Esta todavía más cruel revelación que el sacrificio premeditado de Laika, no se dio a conocer sino hasta el nuevo milenio, pues la URSS no aceptó en sus reportes oficiales que la primera misión de enviar a un ser vivo al espacio había sido un rotundo fracaso y que le había costado la tortura y muerte a uno de los personajes más entrañables de su propaganda política.

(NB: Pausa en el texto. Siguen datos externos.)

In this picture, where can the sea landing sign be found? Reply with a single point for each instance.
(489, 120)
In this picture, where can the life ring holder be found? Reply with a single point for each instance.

La fama mundial que adquirió Laika antes y después de su muerte, la convirtió también en su contraparte capitalista, en objeto de consumo y producto para la cultura pop a costa de su cruel destino. Una total falta de sensibilidad para ella y los subsiguientes mamíferos -y reptiles- enviados a orbitar nuestra esfera, en cuyos ojos no se reflejó el heroísmo, sino la fragilidad y el terror resultado de los niveles de estrés intolerables a los que fueron sometidos.
Años después, la experimentación con monos, conejos, ratones y hasta tortugas, además de otros muchos perros, no sólo en la URSS sino en Estados Unidos, tuvo frutos menos grotescos. Al menos fueron planeados para volver y la gran mayoría pudieron considerarse viajes exitosos tripulados por seres vivos porque estos cosmonautas regresaron con vida a la Tierra, pero ¿a qué costo? En 1960, a bordo del Sputnik 5, Belka y Strelka fueron las siguientes “voluntarias” en ser enviadas al espacio, pero corrieron con más suerte que Laika: volvían a salvo y acompañadas del resto de la tripulación: un conejo gris, cuarenta ratones, dos ratas, moscas, plantas, hongos y algunas bacterias.